Stereotactic radioablation for the treatment of ventricular tachycardia: preliminary data and insights from the STRA‑MI‑VT phase Ib/II study
- Journal of Interventional Cardiac Electrophysiology 2021;62:427–439
What was known?
Radiofrequency catheter ablation can be effective for certain patients with ventricular arrhythmias. However, its use is limited and is associated with high procedural risk. Single-session high-dose stereotactic body radiotherapy (SBRT) is a novel, non-invasive procedure that overcomes many of these limitations.
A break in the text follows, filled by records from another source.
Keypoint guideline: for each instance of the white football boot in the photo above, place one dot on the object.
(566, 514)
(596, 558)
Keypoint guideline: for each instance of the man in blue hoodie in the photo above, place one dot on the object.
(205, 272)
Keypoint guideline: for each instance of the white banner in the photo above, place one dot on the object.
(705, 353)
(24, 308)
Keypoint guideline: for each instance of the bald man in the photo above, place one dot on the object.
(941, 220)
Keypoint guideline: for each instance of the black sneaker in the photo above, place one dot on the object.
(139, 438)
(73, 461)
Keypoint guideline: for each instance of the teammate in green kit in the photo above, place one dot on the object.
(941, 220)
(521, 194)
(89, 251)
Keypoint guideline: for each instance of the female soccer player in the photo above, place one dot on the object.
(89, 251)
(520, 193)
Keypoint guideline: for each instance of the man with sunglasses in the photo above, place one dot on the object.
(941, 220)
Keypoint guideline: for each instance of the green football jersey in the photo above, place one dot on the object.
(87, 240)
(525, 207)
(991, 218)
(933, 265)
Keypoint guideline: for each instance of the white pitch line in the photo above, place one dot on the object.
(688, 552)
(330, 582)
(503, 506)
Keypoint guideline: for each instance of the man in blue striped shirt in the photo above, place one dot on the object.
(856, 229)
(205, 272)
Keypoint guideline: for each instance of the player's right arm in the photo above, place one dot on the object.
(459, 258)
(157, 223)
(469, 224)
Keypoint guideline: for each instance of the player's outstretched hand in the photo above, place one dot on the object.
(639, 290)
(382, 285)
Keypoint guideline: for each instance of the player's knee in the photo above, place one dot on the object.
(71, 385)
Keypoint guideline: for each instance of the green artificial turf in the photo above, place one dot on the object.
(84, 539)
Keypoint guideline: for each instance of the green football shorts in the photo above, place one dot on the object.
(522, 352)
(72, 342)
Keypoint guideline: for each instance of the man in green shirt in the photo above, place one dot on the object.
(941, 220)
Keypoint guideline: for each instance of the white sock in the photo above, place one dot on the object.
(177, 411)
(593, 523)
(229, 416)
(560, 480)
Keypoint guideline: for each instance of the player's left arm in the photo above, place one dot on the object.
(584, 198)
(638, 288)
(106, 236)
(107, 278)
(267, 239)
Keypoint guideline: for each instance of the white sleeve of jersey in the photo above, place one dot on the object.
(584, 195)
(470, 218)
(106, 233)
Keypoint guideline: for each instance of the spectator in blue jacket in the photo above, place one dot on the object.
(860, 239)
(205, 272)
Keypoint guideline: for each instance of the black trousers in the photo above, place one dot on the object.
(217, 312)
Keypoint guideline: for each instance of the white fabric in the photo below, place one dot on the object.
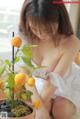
(68, 86)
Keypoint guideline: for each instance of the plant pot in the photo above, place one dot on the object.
(28, 116)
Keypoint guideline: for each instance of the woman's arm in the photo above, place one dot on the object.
(69, 51)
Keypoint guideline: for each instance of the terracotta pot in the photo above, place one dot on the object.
(30, 116)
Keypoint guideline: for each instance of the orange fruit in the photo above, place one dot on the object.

Initial small studies have reported excellent outcomes in patients with ventricular tachycardia (VT), but clinical experience is limited.
The aim of this study was to evaluate the efficacy and safety of SRBT in the treatment of refractory VT in patients with advanced cardiomyopathy.
What this study adds:
This is the first European prospective study to evaluate the efficacy and safety of SRBT in the treatment of arrhythmias. Preliminary data showed a substantial reduction in patients with VT arrhythmic episodes and an improvement in quality of life, without significant side effects.
SBRT appears to be a potential treatment option for the treatment of VT in patients with structural heart disease and ineligible for conventional approaches.
The STereotactic RadioAblation by Multimodal Imaging for VT (STRA-MI-VT) trial (NCT04066517) is an open-label, single-centre prospective clinical trial that aims to enrol 15 patients. Electroanatomical mapping plus delayed enhancement (DE) cardiac computed tomography (CT) were used to characterise the arrhythmia and define the target area. A 12-lead electrocardiogram (ECG) analysis of VTs was performed. Treatment was delivered using the Varian Trilogy linear accelerator with the patient lying down in a comfortable position. After SBRT, all patients were continuously monitored for at least 5 days. Follow ups were performed at weekly intervals for the first month, and then at 3, 6- and 12-months post-procedure, and involved 12-lead ECG and implantable cardioverter defibrillator (ICD) interrogation, echocardiography examination, and SF-36 Health Questionnaire. A radiotherapy evaluation and a thorax CT were planned at 3 and 12 months.
- Safety of SBRT during the first month post-procedure and at 3-, 6-, and 12-month follow-up.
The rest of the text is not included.